A relevância do conhecimento para o Direito repercute em diversos institutos.1 Não à toa, na prática negocial, tornaram-se frequentes cláusulas contratuais que limitam, por assim dizer, os efeitos jurídicos do conhecimento, como a qualificadora “to the best of knowledge”, que ocupou as páginas da AGIRE#92. Agora a questão do conhecimento volta à tona em mais uma dessas cláusulas “importadas” da common law – de todas as que já passaram por aqui, nenhuma é tão polêmica quanto a cláusula pro-sandbagging,2 cuja conformação ao Direito brasileiro desafia a boa-fé objetiva, confrontando diferentes pontos de vista. Afinal, a cláusula pro-sandbagging viola ou não o princípio da boa-fé? – eis a questão em foco nesta AGIRE#120,3 que já aproveita para anunciar que a A.GI.RE estará de férias a partir da próxima semana, retornando em agosto.
Um passo atrás
A cláusula pro-sandbagging, cujo locus é o contrato de compra e venda de participação societária, é a disposição por meio do qual as partes ajustam que o comprador fará jus às consequências contratuais da não veracidade do quanto declarado, independentemente de ter ou não conhecimento prévio de que a informação prestada pelo vendedor no bojo da cláusula de declarações e garantias era falsa.4 A função da cláusula pro-sandbagging, portanto, é tornar o conhecimento prévio do comprador indiferente nesse tipo de situação, alocando inteiramente para o vendedor o risco de prestar informação inexata. Em contraposição a essa disposição, existe também a cláusula anti-sandbagging, que deliberadamente ficará de fora da coluna.5
Exemplos para ilustrar (ou complicar)
Inúmeras disputas surgem exatamente porque, depois do fechamento da operação de aquisição, informações prestadas pelo vendedor se revelam, no todo ou em parte, incompletas, imprecisas ou mesmo falsas. Nessas situações, o vendedor normalmente alega que o problema já era (ou deveria ser) do conhecimento do comprador e, portanto, já foi devidamente “precificado” (ou deveria ter sido, se o comprador não tivesse falhado na due diligence e, portanto, no cumprimento do seu dever de se auto-informar). Essa é a defesa óbvia do vendedor, que, diante de uma cláusula pro-sandbagging, se tornaria completamente inoperante (se a disposição não fosse tão polêmica...).

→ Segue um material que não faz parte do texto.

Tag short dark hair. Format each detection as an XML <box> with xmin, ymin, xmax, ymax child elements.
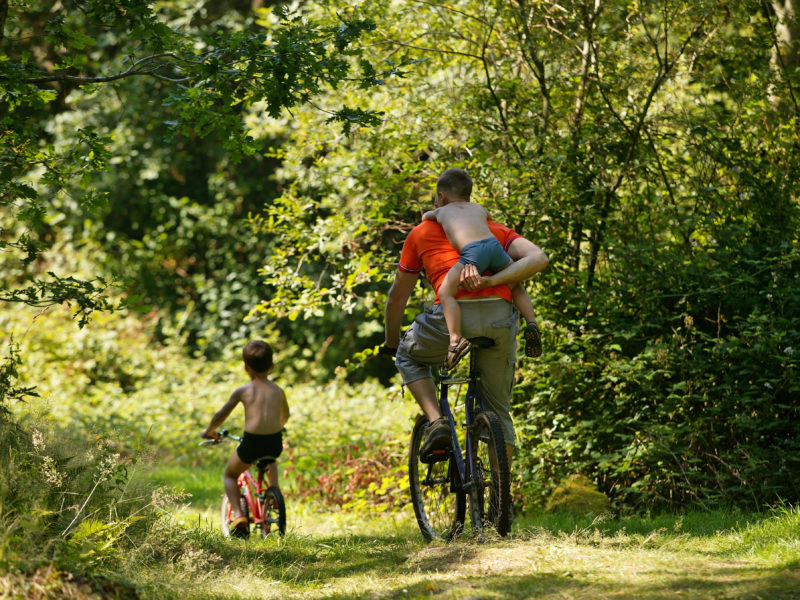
<box><xmin>243</xmin><ymin>340</ymin><xmax>273</xmax><ymax>373</ymax></box>
<box><xmin>436</xmin><ymin>168</ymin><xmax>472</xmax><ymax>200</ymax></box>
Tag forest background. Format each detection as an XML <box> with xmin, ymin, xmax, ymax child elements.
<box><xmin>1</xmin><ymin>0</ymin><xmax>799</xmax><ymax>595</ymax></box>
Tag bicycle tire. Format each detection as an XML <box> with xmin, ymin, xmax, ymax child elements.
<box><xmin>260</xmin><ymin>486</ymin><xmax>286</xmax><ymax>537</ymax></box>
<box><xmin>220</xmin><ymin>492</ymin><xmax>251</xmax><ymax>538</ymax></box>
<box><xmin>469</xmin><ymin>411</ymin><xmax>511</xmax><ymax>537</ymax></box>
<box><xmin>409</xmin><ymin>414</ymin><xmax>466</xmax><ymax>542</ymax></box>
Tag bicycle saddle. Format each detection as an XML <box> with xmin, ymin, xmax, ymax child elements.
<box><xmin>466</xmin><ymin>336</ymin><xmax>494</xmax><ymax>348</ymax></box>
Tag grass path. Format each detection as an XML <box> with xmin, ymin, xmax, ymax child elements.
<box><xmin>138</xmin><ymin>466</ymin><xmax>800</xmax><ymax>600</ymax></box>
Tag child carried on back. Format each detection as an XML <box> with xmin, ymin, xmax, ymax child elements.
<box><xmin>423</xmin><ymin>168</ymin><xmax>542</xmax><ymax>369</ymax></box>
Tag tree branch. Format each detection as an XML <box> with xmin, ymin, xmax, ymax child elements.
<box><xmin>513</xmin><ymin>0</ymin><xmax>552</xmax><ymax>145</ymax></box>
<box><xmin>8</xmin><ymin>52</ymin><xmax>191</xmax><ymax>85</ymax></box>
<box><xmin>480</xmin><ymin>21</ymin><xmax>525</xmax><ymax>161</ymax></box>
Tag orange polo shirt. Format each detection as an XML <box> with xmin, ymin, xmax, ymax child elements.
<box><xmin>398</xmin><ymin>220</ymin><xmax>521</xmax><ymax>303</ymax></box>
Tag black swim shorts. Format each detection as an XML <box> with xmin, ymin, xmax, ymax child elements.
<box><xmin>236</xmin><ymin>430</ymin><xmax>283</xmax><ymax>468</ymax></box>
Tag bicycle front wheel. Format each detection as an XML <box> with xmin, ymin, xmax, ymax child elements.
<box><xmin>260</xmin><ymin>486</ymin><xmax>286</xmax><ymax>537</ymax></box>
<box><xmin>469</xmin><ymin>411</ymin><xmax>512</xmax><ymax>537</ymax></box>
<box><xmin>409</xmin><ymin>414</ymin><xmax>466</xmax><ymax>542</ymax></box>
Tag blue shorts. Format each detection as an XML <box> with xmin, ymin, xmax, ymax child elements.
<box><xmin>458</xmin><ymin>237</ymin><xmax>512</xmax><ymax>273</ymax></box>
<box><xmin>236</xmin><ymin>431</ymin><xmax>283</xmax><ymax>467</ymax></box>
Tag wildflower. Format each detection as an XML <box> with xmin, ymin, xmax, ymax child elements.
<box><xmin>97</xmin><ymin>453</ymin><xmax>120</xmax><ymax>481</ymax></box>
<box><xmin>32</xmin><ymin>429</ymin><xmax>45</xmax><ymax>451</ymax></box>
<box><xmin>42</xmin><ymin>455</ymin><xmax>64</xmax><ymax>487</ymax></box>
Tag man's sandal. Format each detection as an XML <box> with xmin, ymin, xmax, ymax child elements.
<box><xmin>444</xmin><ymin>337</ymin><xmax>471</xmax><ymax>370</ymax></box>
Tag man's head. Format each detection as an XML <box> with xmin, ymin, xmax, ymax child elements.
<box><xmin>243</xmin><ymin>340</ymin><xmax>274</xmax><ymax>374</ymax></box>
<box><xmin>435</xmin><ymin>168</ymin><xmax>472</xmax><ymax>206</ymax></box>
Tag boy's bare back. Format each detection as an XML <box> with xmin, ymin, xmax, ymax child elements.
<box><xmin>423</xmin><ymin>201</ymin><xmax>492</xmax><ymax>251</ymax></box>
<box><xmin>232</xmin><ymin>378</ymin><xmax>288</xmax><ymax>435</ymax></box>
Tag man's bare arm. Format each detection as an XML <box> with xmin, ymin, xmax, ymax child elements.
<box><xmin>384</xmin><ymin>270</ymin><xmax>419</xmax><ymax>347</ymax></box>
<box><xmin>490</xmin><ymin>237</ymin><xmax>548</xmax><ymax>285</ymax></box>
<box><xmin>460</xmin><ymin>237</ymin><xmax>548</xmax><ymax>290</ymax></box>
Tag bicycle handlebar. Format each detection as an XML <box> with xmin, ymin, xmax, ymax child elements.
<box><xmin>199</xmin><ymin>428</ymin><xmax>243</xmax><ymax>446</ymax></box>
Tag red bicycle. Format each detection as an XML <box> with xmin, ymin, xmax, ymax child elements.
<box><xmin>201</xmin><ymin>429</ymin><xmax>286</xmax><ymax>538</ymax></box>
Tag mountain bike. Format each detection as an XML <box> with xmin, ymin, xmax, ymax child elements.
<box><xmin>409</xmin><ymin>336</ymin><xmax>512</xmax><ymax>541</ymax></box>
<box><xmin>200</xmin><ymin>429</ymin><xmax>286</xmax><ymax>538</ymax></box>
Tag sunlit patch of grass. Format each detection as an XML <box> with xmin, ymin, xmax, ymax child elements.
<box><xmin>121</xmin><ymin>506</ymin><xmax>800</xmax><ymax>600</ymax></box>
<box><xmin>509</xmin><ymin>508</ymin><xmax>798</xmax><ymax>567</ymax></box>
<box><xmin>725</xmin><ymin>504</ymin><xmax>800</xmax><ymax>567</ymax></box>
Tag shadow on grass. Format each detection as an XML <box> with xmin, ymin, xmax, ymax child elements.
<box><xmin>174</xmin><ymin>565</ymin><xmax>800</xmax><ymax>600</ymax></box>
<box><xmin>514</xmin><ymin>509</ymin><xmax>770</xmax><ymax>539</ymax></box>
<box><xmin>308</xmin><ymin>564</ymin><xmax>800</xmax><ymax>600</ymax></box>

Tome-se o exemplo da sociedade-alvo que é uma transportadora cujos principais ativos são os veículos que compõem a sua frota.6 O vendedor relata na cláusula de declarações e garantias que todos os veículos se encontram livres e desembaraçados, sem qualquer ônus ou gravame, mas essa informação não é verdadeira, porque três ônibus da frota se encontram empenhados e os respectivos contratos de penhor foram inseridos no data room, acessado inúmeras vezes pelo comprador no período da due diligence. Diante disso, pode o comprador valer-se da cláusula pro-sandbagging para pleitear os remédios previstos no contrato de compra e venda para a violação da cláusula de declarações e garantias? Ou essa conduta viola a boa-fé objetiva, já que, diante da informação descoberta na due diligence, o comprador teria que ter avisado o vendedor de que a tal informação prestada não estava correta?

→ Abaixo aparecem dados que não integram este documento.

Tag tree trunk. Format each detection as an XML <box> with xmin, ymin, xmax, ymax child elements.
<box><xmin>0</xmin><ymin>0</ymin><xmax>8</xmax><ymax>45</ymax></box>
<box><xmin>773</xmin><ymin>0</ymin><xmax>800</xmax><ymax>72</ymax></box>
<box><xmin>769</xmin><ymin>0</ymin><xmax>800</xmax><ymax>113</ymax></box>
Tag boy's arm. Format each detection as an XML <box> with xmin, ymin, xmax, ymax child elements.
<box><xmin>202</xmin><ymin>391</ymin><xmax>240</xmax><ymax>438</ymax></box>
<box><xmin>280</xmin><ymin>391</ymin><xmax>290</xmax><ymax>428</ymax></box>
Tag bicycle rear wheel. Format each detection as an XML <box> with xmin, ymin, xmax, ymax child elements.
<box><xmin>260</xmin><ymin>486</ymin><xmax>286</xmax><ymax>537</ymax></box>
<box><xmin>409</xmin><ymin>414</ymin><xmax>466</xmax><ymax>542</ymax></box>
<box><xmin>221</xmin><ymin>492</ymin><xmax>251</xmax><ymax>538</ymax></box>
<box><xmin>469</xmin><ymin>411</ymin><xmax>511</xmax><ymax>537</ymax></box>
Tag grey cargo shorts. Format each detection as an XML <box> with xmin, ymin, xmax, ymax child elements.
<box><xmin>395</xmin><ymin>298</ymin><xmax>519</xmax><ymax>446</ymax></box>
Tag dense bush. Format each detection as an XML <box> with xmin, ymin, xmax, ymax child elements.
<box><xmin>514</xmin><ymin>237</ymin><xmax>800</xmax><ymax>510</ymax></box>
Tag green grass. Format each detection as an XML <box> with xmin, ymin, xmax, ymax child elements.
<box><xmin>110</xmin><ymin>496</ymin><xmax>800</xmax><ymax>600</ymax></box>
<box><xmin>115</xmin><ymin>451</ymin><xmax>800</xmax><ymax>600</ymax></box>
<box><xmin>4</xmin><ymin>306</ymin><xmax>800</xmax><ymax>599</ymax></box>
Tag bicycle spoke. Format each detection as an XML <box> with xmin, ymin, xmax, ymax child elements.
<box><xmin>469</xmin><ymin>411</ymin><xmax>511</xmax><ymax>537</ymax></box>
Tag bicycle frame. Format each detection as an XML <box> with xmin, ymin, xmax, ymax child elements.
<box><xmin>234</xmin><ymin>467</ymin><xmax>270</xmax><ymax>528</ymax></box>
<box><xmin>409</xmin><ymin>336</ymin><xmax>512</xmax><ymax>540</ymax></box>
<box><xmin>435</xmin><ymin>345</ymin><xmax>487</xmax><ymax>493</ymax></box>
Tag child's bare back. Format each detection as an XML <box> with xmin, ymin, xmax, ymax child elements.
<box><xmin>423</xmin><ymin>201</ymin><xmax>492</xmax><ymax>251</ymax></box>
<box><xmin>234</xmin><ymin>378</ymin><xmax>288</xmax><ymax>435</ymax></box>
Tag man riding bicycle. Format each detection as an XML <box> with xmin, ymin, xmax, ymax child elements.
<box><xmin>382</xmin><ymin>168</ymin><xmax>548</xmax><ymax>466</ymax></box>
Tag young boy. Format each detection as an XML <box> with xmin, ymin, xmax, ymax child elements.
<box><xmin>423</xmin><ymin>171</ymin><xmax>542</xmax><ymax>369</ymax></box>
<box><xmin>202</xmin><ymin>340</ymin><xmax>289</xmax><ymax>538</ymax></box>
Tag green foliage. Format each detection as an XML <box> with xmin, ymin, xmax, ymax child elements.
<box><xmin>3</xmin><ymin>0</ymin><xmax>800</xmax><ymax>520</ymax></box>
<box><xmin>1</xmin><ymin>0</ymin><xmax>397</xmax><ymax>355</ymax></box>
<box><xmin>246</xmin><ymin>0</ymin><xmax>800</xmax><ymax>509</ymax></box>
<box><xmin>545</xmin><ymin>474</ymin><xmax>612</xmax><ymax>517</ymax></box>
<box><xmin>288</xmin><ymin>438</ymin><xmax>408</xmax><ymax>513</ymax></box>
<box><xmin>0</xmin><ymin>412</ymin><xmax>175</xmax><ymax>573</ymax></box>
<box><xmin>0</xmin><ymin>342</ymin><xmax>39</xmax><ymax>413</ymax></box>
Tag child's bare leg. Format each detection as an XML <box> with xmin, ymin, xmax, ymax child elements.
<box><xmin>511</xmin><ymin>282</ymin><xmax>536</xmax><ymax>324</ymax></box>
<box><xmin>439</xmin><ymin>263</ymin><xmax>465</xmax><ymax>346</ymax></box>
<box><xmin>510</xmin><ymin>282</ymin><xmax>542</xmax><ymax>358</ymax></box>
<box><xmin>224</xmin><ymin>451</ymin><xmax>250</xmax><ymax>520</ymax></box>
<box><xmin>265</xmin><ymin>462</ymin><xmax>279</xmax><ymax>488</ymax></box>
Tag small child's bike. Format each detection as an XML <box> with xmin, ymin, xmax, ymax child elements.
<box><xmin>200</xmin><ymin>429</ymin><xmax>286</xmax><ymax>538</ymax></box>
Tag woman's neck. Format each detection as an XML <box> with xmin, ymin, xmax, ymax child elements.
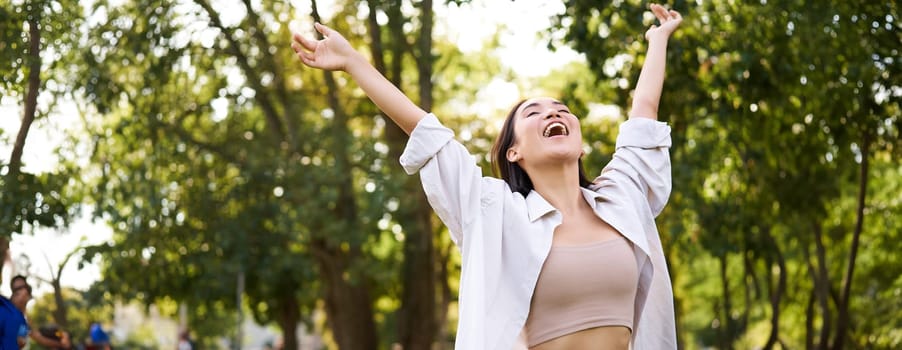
<box><xmin>529</xmin><ymin>163</ymin><xmax>585</xmax><ymax>214</ymax></box>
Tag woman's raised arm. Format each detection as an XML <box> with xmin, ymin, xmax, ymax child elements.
<box><xmin>292</xmin><ymin>23</ymin><xmax>426</xmax><ymax>134</ymax></box>
<box><xmin>629</xmin><ymin>4</ymin><xmax>682</xmax><ymax>121</ymax></box>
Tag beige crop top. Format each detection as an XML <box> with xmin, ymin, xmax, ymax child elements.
<box><xmin>524</xmin><ymin>235</ymin><xmax>639</xmax><ymax>347</ymax></box>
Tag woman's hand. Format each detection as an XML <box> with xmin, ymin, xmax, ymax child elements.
<box><xmin>645</xmin><ymin>4</ymin><xmax>682</xmax><ymax>41</ymax></box>
<box><xmin>292</xmin><ymin>23</ymin><xmax>360</xmax><ymax>71</ymax></box>
<box><xmin>290</xmin><ymin>22</ymin><xmax>426</xmax><ymax>133</ymax></box>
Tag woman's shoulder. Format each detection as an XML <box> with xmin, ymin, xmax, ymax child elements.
<box><xmin>479</xmin><ymin>177</ymin><xmax>531</xmax><ymax>208</ymax></box>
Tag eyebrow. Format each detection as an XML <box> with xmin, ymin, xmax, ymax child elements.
<box><xmin>521</xmin><ymin>101</ymin><xmax>567</xmax><ymax>114</ymax></box>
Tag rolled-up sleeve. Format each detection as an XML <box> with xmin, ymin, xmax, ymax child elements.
<box><xmin>595</xmin><ymin>117</ymin><xmax>672</xmax><ymax>216</ymax></box>
<box><xmin>400</xmin><ymin>114</ymin><xmax>455</xmax><ymax>175</ymax></box>
<box><xmin>400</xmin><ymin>114</ymin><xmax>483</xmax><ymax>246</ymax></box>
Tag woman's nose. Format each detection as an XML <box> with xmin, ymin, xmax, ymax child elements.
<box><xmin>543</xmin><ymin>108</ymin><xmax>561</xmax><ymax>119</ymax></box>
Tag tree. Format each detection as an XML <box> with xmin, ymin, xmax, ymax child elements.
<box><xmin>31</xmin><ymin>247</ymin><xmax>87</xmax><ymax>329</ymax></box>
<box><xmin>0</xmin><ymin>0</ymin><xmax>83</xmax><ymax>282</ymax></box>
<box><xmin>28</xmin><ymin>287</ymin><xmax>115</xmax><ymax>348</ymax></box>
<box><xmin>554</xmin><ymin>0</ymin><xmax>901</xmax><ymax>348</ymax></box>
<box><xmin>73</xmin><ymin>0</ymin><xmax>413</xmax><ymax>348</ymax></box>
<box><xmin>358</xmin><ymin>0</ymin><xmax>442</xmax><ymax>348</ymax></box>
<box><xmin>73</xmin><ymin>0</ymin><xmax>316</xmax><ymax>346</ymax></box>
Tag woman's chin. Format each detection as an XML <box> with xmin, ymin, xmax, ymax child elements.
<box><xmin>542</xmin><ymin>150</ymin><xmax>583</xmax><ymax>163</ymax></box>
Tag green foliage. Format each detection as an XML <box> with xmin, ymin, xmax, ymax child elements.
<box><xmin>555</xmin><ymin>0</ymin><xmax>901</xmax><ymax>348</ymax></box>
<box><xmin>68</xmin><ymin>0</ymin><xmax>428</xmax><ymax>346</ymax></box>
<box><xmin>0</xmin><ymin>1</ymin><xmax>26</xmax><ymax>95</ymax></box>
<box><xmin>0</xmin><ymin>171</ymin><xmax>72</xmax><ymax>237</ymax></box>
<box><xmin>67</xmin><ymin>0</ymin><xmax>320</xmax><ymax>342</ymax></box>
<box><xmin>28</xmin><ymin>287</ymin><xmax>115</xmax><ymax>347</ymax></box>
<box><xmin>0</xmin><ymin>0</ymin><xmax>84</xmax><ymax>238</ymax></box>
<box><xmin>0</xmin><ymin>0</ymin><xmax>84</xmax><ymax>120</ymax></box>
<box><xmin>4</xmin><ymin>0</ymin><xmax>900</xmax><ymax>349</ymax></box>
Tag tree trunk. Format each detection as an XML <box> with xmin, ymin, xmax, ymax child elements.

No exemplo formulado, a cláusula de declarações e garantias enuncia certas características dos ativos que compõem o patrimônio da sociedade-alvo, exercendo, portanto, predominantemente função conformativa. E se a informação falsa constasse não de uma declaração, mas de uma garantia? Suponha-se, por exemplo, uma cláusula de declarações e garantias, cuja função fosse claramente assecuratória e atrelada a remédio indenizatório: o vendedor garante que a sociedade-alvo não tem qualquer passivo ambiental, mas, ainda no curso da due diligence – e, portanto, antes do fechamento –, o comprador descobre por terceiros que a sociedade-alvo tem, sim, passivo ambiental relevante.

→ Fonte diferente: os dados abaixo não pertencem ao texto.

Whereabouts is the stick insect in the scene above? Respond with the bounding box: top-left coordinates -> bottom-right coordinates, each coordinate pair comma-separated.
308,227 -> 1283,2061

Nesse caso, o surgimento da contingência não constitui propriamente inadimplemento, sendo antes o gatilho que dispara a obrigação de garantia e, assim, a cláusula que obriga o alienante, por exemplo, a pagar a soma ali prevista. Diante dessa situação, se o comprador não questionar o vendedor acerca da informação descoberta, permanecendo silente, poderá valer-se depois das consequências contratuais da não veracidade do quanto declarado, protegido que está pela cláusula pro-sandbagging? Faz diferença a informação falsa atingir uma garantia7 (e não apenas uma declaração)? E se o comprador não tivesse descoberto por terceiros, mas, sim, porque a informação era pública, faria alguma diferença? E se tivesse ciência do passivo ambiental porque foi administrador ou consultor (em matéria ambiental) da sociedade-alvo no passado, exatamente no período em que o problema eclodiu?
A relevância da ciência prévia nas aquisições
No Direito brasileiro, embora não haja uma norma geral sobre o tratamento a ser dado ao conhecimento prévio do adquirente, é possível extrair da disciplina dos vícios redibitórios (art. 441, caput, do Código Civil8) e da evicção (art. 457 do Código Civil9) que, via de regra, o adquirente não pode reclamar pelas contingências já conhecidas, mas esses regimes legais são essencialmente dispositivos (vide AGIRE#74).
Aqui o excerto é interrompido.